Ernst Jennrich became a victim of the GDR dictatorship after he was involved in the events of the June 17 Uprising and was sentenced to death and executed by the GDR criminal justice system. Jennrich, a gardener and family man from Magdeburg, was arrested shortly after June 17 and accused of shooting a policeman during the uprising. He vehemently denied this, but was put on trial and initially sentenced to life imprisonment in a one-day trial solely on the basis of witness testimony. However, GDR Justice Minister Hilde Benjamin intervened and insisted that Jennrich should be sentenced to death as an alleged participant in the riots. As a result, the case was retried and this time Jennrich was sentenced to death in a trial lasting just 15 minutes. He was executed on March 20, 1954. In 1991, Ernst Jennrich was posthumously acquitted and his conviction declared unconstitutional.
Most court hearings in the GDR were recorded on tape. In this excerpt from the first trial, the prosecutor's reading of the indictment can be heard first, followed by Jennrich's last words before the verdict was announced.

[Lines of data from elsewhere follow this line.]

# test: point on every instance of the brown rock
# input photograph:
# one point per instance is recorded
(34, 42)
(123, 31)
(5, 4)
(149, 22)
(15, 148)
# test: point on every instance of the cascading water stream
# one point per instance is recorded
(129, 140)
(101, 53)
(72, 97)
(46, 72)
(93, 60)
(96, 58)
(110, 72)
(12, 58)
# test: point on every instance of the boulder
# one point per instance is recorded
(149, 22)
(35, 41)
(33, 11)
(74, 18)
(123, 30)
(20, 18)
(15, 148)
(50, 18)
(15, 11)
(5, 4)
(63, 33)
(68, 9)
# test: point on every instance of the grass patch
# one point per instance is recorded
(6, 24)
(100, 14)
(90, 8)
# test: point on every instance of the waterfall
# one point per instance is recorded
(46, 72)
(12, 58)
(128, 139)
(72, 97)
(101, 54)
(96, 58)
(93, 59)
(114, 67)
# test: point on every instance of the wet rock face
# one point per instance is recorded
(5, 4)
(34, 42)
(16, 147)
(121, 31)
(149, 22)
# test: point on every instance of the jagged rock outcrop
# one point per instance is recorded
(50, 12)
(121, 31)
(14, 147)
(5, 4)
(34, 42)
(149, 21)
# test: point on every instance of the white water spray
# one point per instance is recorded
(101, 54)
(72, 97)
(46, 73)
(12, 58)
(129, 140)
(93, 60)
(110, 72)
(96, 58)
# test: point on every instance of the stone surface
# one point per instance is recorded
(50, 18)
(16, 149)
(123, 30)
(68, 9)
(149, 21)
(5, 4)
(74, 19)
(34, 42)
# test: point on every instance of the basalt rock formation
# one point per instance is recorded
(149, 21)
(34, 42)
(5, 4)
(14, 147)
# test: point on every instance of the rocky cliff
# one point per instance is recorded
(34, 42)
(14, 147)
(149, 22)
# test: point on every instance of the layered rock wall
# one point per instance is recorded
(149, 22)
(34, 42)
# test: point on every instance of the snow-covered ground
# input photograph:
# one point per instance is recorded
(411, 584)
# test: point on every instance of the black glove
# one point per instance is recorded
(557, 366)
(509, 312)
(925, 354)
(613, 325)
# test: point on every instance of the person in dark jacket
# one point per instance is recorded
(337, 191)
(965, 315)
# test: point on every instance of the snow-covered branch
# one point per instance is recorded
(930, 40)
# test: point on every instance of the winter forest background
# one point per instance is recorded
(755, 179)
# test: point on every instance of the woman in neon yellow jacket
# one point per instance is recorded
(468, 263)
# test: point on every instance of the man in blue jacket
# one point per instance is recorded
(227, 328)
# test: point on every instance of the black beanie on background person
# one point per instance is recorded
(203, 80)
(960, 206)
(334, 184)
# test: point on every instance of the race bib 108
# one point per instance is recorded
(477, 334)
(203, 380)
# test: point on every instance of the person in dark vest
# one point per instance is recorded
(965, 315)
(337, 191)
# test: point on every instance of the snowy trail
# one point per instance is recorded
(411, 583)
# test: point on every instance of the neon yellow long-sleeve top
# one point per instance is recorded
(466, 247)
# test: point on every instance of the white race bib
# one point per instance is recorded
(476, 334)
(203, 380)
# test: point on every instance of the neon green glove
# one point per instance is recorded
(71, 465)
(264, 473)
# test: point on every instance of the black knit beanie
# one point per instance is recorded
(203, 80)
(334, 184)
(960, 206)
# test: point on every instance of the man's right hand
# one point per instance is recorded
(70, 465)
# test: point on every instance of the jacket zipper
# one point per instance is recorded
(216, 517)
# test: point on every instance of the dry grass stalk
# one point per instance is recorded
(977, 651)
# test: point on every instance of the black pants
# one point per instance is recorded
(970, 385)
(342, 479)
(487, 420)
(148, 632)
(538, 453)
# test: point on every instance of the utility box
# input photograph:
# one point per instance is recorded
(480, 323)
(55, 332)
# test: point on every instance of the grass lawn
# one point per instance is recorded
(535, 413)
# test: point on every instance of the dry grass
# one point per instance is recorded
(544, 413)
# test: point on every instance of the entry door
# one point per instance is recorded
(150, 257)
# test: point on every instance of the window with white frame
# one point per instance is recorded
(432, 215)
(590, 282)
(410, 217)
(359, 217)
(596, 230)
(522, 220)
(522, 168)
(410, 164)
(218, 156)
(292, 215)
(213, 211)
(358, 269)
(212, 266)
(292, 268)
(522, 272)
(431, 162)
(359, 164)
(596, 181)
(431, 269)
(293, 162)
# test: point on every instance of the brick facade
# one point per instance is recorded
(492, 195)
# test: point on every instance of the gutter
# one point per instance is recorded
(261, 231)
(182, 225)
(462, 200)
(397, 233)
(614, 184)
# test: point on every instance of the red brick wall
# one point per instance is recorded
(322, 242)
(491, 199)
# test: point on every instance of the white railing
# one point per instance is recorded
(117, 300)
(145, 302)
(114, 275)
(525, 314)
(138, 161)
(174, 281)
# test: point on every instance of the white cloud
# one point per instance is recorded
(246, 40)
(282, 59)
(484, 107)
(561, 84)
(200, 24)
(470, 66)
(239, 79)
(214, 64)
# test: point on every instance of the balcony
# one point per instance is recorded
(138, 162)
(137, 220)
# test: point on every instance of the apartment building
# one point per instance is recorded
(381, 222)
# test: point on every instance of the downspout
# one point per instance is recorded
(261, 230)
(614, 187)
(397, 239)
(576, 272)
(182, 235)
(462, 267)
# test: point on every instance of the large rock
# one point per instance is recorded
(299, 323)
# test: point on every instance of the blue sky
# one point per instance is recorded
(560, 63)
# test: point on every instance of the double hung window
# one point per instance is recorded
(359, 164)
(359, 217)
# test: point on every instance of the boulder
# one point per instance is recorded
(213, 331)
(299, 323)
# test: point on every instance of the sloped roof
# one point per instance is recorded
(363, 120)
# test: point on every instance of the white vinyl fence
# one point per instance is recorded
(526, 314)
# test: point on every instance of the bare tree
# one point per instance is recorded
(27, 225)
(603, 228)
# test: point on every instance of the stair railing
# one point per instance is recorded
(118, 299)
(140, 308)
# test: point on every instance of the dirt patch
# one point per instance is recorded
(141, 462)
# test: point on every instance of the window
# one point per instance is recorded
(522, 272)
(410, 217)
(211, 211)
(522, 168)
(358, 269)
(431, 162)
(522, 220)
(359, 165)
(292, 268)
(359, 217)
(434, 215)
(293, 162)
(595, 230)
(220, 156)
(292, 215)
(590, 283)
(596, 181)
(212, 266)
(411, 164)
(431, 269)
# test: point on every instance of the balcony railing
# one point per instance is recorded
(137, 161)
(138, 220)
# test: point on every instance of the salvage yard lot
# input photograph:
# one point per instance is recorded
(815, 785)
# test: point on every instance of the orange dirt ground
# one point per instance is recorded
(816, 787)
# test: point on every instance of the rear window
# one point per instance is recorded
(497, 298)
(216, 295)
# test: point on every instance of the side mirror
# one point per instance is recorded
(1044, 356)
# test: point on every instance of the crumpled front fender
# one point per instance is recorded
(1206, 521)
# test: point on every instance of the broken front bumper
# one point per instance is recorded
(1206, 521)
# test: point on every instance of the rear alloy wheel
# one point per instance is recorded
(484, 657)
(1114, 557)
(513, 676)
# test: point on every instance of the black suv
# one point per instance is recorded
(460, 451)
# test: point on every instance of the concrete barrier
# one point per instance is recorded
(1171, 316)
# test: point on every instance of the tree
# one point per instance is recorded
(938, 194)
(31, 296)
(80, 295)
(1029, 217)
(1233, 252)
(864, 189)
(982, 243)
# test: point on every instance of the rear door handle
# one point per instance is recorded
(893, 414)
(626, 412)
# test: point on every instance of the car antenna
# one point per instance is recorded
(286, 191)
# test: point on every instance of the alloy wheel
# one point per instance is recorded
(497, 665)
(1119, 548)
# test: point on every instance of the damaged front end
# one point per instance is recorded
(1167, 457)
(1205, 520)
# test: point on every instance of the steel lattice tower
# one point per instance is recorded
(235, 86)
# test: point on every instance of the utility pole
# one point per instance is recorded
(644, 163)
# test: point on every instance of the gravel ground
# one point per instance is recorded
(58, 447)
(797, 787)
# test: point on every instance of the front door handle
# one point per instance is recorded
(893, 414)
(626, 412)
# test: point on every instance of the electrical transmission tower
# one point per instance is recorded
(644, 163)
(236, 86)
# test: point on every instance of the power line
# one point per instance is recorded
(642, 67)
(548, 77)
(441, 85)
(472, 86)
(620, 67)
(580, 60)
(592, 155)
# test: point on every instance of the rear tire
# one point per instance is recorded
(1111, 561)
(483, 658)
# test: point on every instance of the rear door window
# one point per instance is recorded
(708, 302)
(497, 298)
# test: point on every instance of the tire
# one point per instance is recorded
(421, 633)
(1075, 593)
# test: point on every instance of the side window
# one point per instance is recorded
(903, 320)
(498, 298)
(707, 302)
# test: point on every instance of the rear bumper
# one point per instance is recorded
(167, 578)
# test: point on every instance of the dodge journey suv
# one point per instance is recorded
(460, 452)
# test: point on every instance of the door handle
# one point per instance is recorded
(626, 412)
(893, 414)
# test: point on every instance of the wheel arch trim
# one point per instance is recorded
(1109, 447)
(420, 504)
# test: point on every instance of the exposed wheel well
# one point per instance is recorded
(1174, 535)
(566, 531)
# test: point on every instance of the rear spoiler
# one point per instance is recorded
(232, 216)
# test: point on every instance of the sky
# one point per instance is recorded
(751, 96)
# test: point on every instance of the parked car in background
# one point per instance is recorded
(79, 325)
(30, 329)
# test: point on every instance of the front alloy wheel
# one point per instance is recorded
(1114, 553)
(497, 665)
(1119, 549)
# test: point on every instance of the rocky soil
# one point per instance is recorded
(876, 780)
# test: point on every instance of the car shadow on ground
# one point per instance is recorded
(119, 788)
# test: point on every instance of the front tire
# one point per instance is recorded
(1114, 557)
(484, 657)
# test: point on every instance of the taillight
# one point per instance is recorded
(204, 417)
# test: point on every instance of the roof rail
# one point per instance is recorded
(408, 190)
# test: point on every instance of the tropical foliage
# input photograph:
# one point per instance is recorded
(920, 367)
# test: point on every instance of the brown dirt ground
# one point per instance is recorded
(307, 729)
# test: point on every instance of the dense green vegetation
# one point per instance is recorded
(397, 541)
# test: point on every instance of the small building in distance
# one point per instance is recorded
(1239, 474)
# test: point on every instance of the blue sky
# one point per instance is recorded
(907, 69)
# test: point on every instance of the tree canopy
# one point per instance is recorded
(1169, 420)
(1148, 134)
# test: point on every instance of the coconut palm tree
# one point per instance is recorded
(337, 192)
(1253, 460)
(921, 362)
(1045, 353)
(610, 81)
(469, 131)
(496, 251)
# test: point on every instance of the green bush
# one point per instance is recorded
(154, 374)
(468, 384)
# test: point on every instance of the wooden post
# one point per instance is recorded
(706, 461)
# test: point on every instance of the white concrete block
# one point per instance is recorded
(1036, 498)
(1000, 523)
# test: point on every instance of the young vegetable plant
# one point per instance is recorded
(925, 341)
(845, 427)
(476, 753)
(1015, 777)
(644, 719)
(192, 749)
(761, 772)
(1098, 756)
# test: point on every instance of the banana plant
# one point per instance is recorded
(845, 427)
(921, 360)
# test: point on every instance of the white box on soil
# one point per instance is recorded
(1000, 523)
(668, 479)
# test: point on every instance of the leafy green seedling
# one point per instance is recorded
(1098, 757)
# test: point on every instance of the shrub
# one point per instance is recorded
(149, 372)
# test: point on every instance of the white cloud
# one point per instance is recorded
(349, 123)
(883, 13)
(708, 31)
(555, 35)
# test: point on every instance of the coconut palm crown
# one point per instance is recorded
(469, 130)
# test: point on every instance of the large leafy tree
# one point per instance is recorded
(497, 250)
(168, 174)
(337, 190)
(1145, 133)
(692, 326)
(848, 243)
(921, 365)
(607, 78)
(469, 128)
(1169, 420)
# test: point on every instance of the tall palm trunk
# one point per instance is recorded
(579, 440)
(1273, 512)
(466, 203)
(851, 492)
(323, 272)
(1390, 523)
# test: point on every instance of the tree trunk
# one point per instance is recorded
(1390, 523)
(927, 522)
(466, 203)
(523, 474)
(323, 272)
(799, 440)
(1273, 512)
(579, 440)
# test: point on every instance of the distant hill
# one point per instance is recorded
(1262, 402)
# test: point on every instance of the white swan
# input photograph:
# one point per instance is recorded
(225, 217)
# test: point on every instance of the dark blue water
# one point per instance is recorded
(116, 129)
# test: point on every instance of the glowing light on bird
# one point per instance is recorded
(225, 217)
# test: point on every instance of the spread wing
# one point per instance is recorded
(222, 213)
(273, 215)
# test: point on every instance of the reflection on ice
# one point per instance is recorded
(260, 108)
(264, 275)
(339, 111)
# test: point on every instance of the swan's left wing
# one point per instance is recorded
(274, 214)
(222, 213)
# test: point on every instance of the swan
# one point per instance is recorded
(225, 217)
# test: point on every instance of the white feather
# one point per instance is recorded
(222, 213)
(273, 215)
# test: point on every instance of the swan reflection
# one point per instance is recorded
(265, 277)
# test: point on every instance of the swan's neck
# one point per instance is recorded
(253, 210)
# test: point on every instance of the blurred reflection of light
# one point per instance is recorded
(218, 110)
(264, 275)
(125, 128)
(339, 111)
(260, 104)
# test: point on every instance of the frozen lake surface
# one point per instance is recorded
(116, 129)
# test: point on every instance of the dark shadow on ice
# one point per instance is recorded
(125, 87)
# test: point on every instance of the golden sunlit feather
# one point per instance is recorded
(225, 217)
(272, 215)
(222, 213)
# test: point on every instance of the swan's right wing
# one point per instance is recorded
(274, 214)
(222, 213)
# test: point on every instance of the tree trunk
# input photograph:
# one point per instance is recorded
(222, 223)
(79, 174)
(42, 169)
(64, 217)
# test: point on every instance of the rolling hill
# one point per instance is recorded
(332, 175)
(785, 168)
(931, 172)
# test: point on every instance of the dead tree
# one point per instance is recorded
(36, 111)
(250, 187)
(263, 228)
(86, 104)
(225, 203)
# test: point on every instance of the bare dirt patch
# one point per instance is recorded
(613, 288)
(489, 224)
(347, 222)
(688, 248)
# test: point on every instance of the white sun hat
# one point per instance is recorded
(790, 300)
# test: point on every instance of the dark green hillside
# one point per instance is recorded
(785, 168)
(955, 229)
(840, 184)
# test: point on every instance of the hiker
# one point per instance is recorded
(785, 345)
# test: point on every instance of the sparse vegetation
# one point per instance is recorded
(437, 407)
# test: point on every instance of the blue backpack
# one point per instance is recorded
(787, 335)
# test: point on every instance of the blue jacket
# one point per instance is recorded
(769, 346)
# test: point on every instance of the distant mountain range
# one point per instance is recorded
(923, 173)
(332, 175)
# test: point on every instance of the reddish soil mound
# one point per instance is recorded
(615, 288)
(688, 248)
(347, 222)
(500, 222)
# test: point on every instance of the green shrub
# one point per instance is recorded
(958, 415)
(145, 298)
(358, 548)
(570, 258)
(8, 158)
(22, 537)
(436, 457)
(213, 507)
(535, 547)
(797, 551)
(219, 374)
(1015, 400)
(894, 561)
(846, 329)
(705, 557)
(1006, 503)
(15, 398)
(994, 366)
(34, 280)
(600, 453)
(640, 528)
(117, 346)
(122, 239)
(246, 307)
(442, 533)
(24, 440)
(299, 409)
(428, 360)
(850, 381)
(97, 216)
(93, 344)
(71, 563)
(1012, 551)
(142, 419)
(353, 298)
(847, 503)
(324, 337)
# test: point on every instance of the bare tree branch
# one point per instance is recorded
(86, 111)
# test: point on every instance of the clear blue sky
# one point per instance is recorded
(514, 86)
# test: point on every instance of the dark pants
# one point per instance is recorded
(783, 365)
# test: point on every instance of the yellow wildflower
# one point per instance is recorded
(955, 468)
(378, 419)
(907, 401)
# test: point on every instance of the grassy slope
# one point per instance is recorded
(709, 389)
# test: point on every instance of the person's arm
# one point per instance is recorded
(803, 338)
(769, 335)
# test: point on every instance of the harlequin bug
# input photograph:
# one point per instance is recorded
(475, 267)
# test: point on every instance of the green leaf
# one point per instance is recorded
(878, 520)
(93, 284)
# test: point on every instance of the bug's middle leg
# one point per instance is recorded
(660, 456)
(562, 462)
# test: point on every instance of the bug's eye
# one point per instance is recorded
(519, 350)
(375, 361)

Clips from the Show Trial against Ernst Jennrich (August 25, 1953)

Source

/Prosecutor: The defendant had taken part in the demonstration here in Magdeburg on June 17 as a ringleader. Some provocateurs had already succeeded in taking away the carbines of five police officers, and the accused took possession of one of these carbines.  He then shot the People's Police officer Schneider through a window of the detention center with this carbine - he had loaded the weapon beforehand. The member of the People's Police Schneider was killed on the spot.  It should also be noted that the defendant constantly shouted abuse and threats during his entire stay in the city and during the riot in front of the detention center.  When the Soviet friends finally arrived with their tanks, the accused was one of the last to leave the field.
/Jennrich: I was never willing to become a tool of these people, or a tool of provocateurs from the West, of people who were trying to exploit the workers. [Sobs] I did ... I can only say one thing, that I never wanted to become a murderer and I never committed murder, because I know for a fact that I never fired a shot at a member of the People's Police in the right window.